Burada sorun; 3713 sayılı Kanun kapsamında cezasını infaz eden hükümlünün üç kez hücreye koyma hapis cezası aldığı, ancak bu cezalardan birisinin doğrudan verilen hücre cezası olmadığı, 5275 sayılı Ceza İnfaz Kanunu m.48/2 uyarınca maddede belirtilen süreler içerisinde tekrar eden fiilleri sebebiyle “bir üst ceza” olarak hücreye koyma cezası olduğu durumda, hükümlünün son işlediği fiilin doğrudan hücre cezasını gerektirmemesi, ancak bir üst ceza olarak hücre cezası uygulanması sebebiyle 3713 sayılı Kanun m.17/2’nin tatbiki ile koşullu salıverilmesinin mümkün olmadığı sonucuna varılıp varılamayacağıdır.

3713 sayılı Kanun m.17/2’de “üç defa hücre hapsi cezası almış olanlar” ibaresine yer verildiğinden; kanun koyucunun doğrudan netice cezaya odaklandığı, bu sebeple 5275 sayılı Kanun m.48/2 uyarınca bir üst ceza olarak hücre cezası verilmesinin hükümlü lehine sonuç doğurmayacağı düşünülebilir. Ancak bu ibarenin hemen öncesinde; “disiplin cezası olarak” denilmesi sebebiyle, doğrudan verilen hücre cezasının anlaşılması gerektiği de ileri sürülebilir. “Disiplin cezası olarak” ibaresi, benzer şekilde mülga 647 sayılı Kanun m.19/2’de disiplin cezası olarak dört defa hücre hapsi cezası almış olan” şeklinde yer almakta idi. Mülga 647 ve 765 sayılı kanunların yürürlükte olduğu dönemde kanun koyucunun bu ibareyle; disiplin cezası olan hücre cezasını, mahkumiyet kararının infazı sırasında hükümlünün hücrede tutulmasından ayırmak istemiş olabileceği de düşünülebilir. Ancak 1991 yılında yürürlüğe giren 3713 sayılı Terörle Mücadele Kanunu m.17’de; birisi 2004, birisi 2006 (yani yeni Türk Ceza Kanunu ve Ceza İnfaz Kanunu yürürlüğe girdikten sonra), diğeri de 2020 yıllarında olmak üzere üç kez değişiklik yapılmasına rağmen, özellikle 5237 sayılı Kanun ve 5275 sayılı Kanun yürürlüğe girdikten sonra bu ibare ile ilgili bir değişiklik yapılmaması, kanun koyucunun “disiplin cezası olarak” ibaresine yer vermesinde amacın “disiplin cezası olarak hücrede tutulma/hapis cezasının infazı sırasında hücrede tutulma” ayırımı yapılmasına yönelik olmadığı şeklinde yorumlanabilir.

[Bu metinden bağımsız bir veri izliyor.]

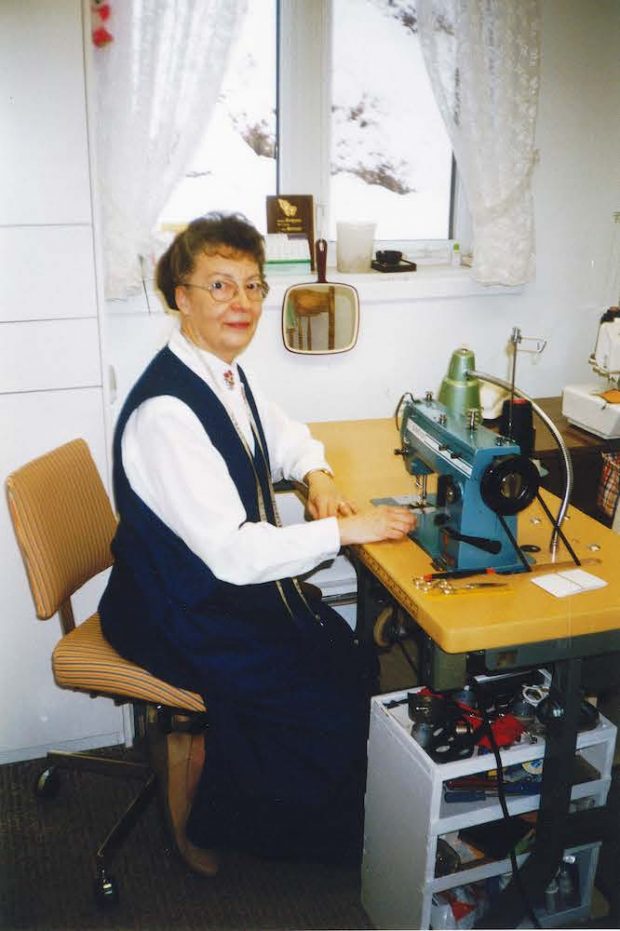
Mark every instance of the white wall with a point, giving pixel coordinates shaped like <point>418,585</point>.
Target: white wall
<point>50,357</point>
<point>406,340</point>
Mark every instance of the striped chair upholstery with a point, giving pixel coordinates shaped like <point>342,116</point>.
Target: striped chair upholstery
<point>85,661</point>
<point>64,525</point>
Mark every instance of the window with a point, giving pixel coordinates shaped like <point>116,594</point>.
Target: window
<point>234,167</point>
<point>355,121</point>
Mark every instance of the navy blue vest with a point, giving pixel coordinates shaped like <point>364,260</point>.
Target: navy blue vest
<point>163,607</point>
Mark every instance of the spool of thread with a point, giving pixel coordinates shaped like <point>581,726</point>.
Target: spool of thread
<point>522,428</point>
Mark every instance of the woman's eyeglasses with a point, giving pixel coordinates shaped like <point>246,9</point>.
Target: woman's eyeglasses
<point>224,289</point>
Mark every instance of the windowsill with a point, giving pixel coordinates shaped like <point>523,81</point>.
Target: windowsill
<point>429,282</point>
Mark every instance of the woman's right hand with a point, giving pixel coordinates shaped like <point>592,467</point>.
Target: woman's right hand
<point>383,522</point>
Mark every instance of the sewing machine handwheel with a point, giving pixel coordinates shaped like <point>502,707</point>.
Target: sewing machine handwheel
<point>510,485</point>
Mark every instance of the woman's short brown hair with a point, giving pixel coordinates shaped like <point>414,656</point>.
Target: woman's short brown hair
<point>209,234</point>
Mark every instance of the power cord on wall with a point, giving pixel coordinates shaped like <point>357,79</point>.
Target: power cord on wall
<point>501,792</point>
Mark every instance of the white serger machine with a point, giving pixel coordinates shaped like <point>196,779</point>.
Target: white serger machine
<point>596,407</point>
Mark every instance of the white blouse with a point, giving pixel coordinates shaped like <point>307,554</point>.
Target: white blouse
<point>174,468</point>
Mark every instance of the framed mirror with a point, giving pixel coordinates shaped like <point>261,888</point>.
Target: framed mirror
<point>320,317</point>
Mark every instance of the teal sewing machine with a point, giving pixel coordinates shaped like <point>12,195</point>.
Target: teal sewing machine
<point>483,480</point>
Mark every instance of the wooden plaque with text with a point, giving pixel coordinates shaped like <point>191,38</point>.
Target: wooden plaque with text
<point>292,214</point>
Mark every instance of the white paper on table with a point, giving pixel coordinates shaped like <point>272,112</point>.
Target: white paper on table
<point>569,582</point>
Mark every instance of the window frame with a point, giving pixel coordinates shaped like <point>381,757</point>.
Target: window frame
<point>303,44</point>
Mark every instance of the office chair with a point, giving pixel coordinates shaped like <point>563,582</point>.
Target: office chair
<point>64,525</point>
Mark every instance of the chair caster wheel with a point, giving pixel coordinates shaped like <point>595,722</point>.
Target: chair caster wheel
<point>105,891</point>
<point>47,783</point>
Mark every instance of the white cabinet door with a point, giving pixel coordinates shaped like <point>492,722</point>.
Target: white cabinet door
<point>44,175</point>
<point>52,274</point>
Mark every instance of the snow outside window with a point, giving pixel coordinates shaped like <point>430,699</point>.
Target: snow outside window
<point>355,122</point>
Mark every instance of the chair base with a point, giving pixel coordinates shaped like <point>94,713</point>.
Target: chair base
<point>160,723</point>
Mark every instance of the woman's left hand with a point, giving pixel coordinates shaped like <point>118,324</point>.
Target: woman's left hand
<point>324,499</point>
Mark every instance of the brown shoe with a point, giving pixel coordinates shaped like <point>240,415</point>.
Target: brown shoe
<point>178,758</point>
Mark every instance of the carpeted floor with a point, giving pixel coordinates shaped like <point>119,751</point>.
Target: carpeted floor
<point>48,865</point>
<point>47,852</point>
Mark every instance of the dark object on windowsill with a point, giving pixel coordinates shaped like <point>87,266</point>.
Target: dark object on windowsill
<point>380,264</point>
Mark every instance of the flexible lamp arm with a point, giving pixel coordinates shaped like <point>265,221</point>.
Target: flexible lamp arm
<point>568,466</point>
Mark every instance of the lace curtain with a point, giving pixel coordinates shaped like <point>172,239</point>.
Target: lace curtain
<point>157,83</point>
<point>483,59</point>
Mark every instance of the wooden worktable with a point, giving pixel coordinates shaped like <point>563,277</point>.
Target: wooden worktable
<point>362,456</point>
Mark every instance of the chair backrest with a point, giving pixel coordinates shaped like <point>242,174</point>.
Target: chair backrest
<point>63,522</point>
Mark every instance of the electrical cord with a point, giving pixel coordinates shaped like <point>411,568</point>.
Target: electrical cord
<point>409,660</point>
<point>501,792</point>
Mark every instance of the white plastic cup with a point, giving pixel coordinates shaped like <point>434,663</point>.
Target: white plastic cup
<point>354,246</point>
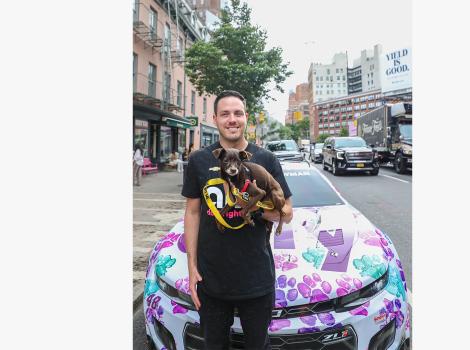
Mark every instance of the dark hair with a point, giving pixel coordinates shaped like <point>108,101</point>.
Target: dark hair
<point>227,93</point>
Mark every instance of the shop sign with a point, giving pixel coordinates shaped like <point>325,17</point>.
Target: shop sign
<point>141,124</point>
<point>395,69</point>
<point>193,120</point>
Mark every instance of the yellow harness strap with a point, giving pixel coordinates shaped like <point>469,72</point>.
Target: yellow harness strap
<point>268,205</point>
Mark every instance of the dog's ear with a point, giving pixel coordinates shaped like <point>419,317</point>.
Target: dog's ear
<point>244,155</point>
<point>218,153</point>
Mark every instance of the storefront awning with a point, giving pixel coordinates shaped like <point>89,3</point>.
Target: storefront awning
<point>177,123</point>
<point>162,117</point>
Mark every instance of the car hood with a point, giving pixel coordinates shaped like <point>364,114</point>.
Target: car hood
<point>324,253</point>
<point>355,149</point>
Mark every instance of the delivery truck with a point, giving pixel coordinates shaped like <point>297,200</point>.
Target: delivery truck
<point>388,129</point>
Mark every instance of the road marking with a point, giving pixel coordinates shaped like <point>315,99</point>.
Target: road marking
<point>391,177</point>
<point>160,194</point>
<point>160,200</point>
<point>159,209</point>
<point>149,223</point>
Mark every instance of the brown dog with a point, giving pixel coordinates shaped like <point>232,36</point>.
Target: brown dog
<point>235,171</point>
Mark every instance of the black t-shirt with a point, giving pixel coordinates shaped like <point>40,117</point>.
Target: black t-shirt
<point>234,264</point>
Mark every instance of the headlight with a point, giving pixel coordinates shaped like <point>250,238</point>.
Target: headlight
<point>361,296</point>
<point>176,295</point>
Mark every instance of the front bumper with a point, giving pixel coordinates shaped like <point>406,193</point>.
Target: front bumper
<point>353,165</point>
<point>375,322</point>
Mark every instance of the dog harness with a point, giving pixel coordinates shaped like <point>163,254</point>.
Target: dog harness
<point>242,195</point>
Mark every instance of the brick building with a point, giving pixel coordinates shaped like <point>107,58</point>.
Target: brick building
<point>168,112</point>
<point>332,115</point>
<point>298,102</point>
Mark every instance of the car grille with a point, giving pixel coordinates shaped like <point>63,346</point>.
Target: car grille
<point>301,310</point>
<point>342,338</point>
<point>359,156</point>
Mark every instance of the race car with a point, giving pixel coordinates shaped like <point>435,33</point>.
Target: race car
<point>339,280</point>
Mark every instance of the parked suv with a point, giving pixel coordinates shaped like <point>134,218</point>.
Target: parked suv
<point>285,150</point>
<point>316,153</point>
<point>342,154</point>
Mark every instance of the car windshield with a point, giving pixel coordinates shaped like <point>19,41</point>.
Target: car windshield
<point>405,131</point>
<point>309,189</point>
<point>350,142</point>
<point>288,145</point>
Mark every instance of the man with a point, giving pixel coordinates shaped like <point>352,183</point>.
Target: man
<point>233,268</point>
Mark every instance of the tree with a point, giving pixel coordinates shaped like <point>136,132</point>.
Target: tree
<point>321,138</point>
<point>236,58</point>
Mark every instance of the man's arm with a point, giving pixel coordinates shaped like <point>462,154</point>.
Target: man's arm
<point>192,217</point>
<point>273,215</point>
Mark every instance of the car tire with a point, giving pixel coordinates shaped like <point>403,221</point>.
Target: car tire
<point>334,169</point>
<point>400,166</point>
<point>149,344</point>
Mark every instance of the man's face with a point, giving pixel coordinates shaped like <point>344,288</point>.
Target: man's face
<point>231,118</point>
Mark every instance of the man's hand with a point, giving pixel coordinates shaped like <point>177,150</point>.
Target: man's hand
<point>194,278</point>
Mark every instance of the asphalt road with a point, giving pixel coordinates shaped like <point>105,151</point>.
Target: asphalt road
<point>386,200</point>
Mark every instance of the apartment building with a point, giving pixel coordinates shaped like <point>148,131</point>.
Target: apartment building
<point>329,81</point>
<point>168,112</point>
<point>329,117</point>
<point>365,74</point>
<point>298,104</point>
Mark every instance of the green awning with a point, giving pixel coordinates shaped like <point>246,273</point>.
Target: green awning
<point>177,123</point>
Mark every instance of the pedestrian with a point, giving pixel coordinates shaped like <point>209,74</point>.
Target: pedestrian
<point>233,268</point>
<point>185,155</point>
<point>138,163</point>
<point>191,149</point>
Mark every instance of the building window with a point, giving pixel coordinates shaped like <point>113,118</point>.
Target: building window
<point>152,79</point>
<point>134,72</point>
<point>167,37</point>
<point>167,88</point>
<point>153,23</point>
<point>193,102</point>
<point>179,90</point>
<point>135,8</point>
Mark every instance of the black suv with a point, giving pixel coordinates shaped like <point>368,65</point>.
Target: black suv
<point>285,150</point>
<point>342,154</point>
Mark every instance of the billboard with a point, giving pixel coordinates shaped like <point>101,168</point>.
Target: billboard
<point>395,70</point>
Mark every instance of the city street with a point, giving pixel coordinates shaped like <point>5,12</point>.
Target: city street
<point>384,199</point>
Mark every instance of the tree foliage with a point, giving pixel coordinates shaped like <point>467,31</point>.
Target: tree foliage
<point>236,58</point>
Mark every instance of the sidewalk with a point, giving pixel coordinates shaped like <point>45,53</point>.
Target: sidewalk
<point>158,205</point>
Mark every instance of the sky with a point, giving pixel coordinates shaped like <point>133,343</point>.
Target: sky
<point>314,30</point>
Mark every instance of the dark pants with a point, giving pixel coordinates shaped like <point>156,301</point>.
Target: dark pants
<point>217,317</point>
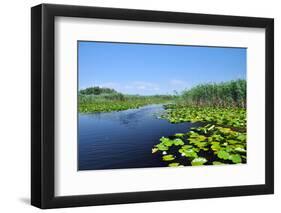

Kanaatimizce; kanunda aksine açık hüküm olmadığı sürece infazda hükümlü lehine yorum yapılması gerekli olup, hükümlünün fiilinin İnfaz Kanununda karşılığı hangi ceza ise o cezanın dikkate alınması, bir üst ceza uygulanmak suretiyle hücre cezası alan hükümlüye “disiplin cezası olarak” doğrudan hücreye koyma cezası alan hükümlü gibi uygulama yapılmaması, bu durumda olan hükümlünün 3713 sayılı Kanun m.17/2 kapsamında koşullu salıverilmesinin engellenmemesi isabetli olacaktır. Aksinin kabulü; “üç kez hücre cezası gerektiren fiil işleyen hükümlü” ile “iki kez hücre cezası gerektiren ve bir kez de ziyaretçi kabulünden yoksun bırakma cezası gerektiren fiil işleyen hükümlü” arasında fark gözetilmemesi, hukuki durumlarının tespitinde eşdeğerde tutulmaları anlamına gelir ki, böyle bir sonucun hakkaniyetli olmayacağı dikkate alınmalıdır.